Reino Unido Boris Johnson / Foto de Pippa Fowles

LONDRES – Alarmado por uma variante de rápida disseminação do coronavírus, o primeiro-ministro Boris Johnson inverteu abruptamente o curso no sábado e impôs um bloqueio por atacado em Londres e na maior parte do sudeste da Inglaterra, proibindo as reuniões de Natal fora das famílias.

A decisão, que Johnson anunciou após uma reunião de emergência de seu gabinete, veio depois que o governo obteve novas evidências de uma variante detectada pela primeira vez há várias semanas no sudeste da Inglaterra, que o primeiro-ministro afirmou ser 70% mais transmissível do que a anterior versões.

As novas medidas, que entram em vigor no domingo, têm como objetivo isolar a capital e os condados vizinhos do resto da Inglaterra. Essas são as medidas mais severas que o governo britânico tomou desde que impôs um bloqueio ao país em março, e refletem o temor de que a nova variante possa sobrecarregar a transmissão do vírus quando o inverno chegar.

“Quando o vírus muda seu método de ataque, devemos mudar nosso método de defesa”, disse um sombrio Johnson no sábado. “Temos que agir de acordo com as informações que temos, porque agora elas estão se espalhando muito rápido”.

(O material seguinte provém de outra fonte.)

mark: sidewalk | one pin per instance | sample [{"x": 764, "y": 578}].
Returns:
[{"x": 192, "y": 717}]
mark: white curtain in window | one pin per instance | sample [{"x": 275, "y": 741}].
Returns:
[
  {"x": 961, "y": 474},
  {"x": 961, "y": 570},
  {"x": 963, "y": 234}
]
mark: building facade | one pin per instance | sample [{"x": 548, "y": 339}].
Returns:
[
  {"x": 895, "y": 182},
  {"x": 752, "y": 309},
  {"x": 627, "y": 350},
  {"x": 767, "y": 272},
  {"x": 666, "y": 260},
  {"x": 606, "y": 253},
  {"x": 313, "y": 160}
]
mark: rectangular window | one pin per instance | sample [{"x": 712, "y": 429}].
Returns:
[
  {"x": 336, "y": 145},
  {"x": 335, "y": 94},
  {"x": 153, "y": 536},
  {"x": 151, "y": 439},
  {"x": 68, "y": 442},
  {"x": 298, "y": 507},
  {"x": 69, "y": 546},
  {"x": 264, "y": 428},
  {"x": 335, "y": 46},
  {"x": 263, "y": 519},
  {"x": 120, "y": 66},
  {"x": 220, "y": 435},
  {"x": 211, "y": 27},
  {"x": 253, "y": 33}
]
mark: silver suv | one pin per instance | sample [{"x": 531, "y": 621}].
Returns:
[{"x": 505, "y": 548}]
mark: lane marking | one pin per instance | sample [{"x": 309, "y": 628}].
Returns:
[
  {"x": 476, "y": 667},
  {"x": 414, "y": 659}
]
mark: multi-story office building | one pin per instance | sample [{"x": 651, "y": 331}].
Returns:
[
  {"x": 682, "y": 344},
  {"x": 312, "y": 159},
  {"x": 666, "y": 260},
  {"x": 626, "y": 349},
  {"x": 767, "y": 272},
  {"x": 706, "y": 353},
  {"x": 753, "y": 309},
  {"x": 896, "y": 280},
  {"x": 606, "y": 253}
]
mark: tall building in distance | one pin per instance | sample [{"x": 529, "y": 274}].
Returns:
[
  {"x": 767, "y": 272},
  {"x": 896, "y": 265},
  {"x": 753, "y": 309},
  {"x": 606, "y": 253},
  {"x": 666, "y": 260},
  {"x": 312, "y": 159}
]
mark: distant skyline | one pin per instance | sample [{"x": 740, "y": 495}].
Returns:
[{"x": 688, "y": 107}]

Mutações virais não são incomuns, e as autoridades britânicas disseram que essa variante foi detectada em um punhado de outros países, sem nomeá-los. Mas os especialistas médicos do governo expressaram alarme sobre sua aparente infecciosidade, observando que agora é responsável por mais de 60 por cento das novas infecções relatadas em Londres.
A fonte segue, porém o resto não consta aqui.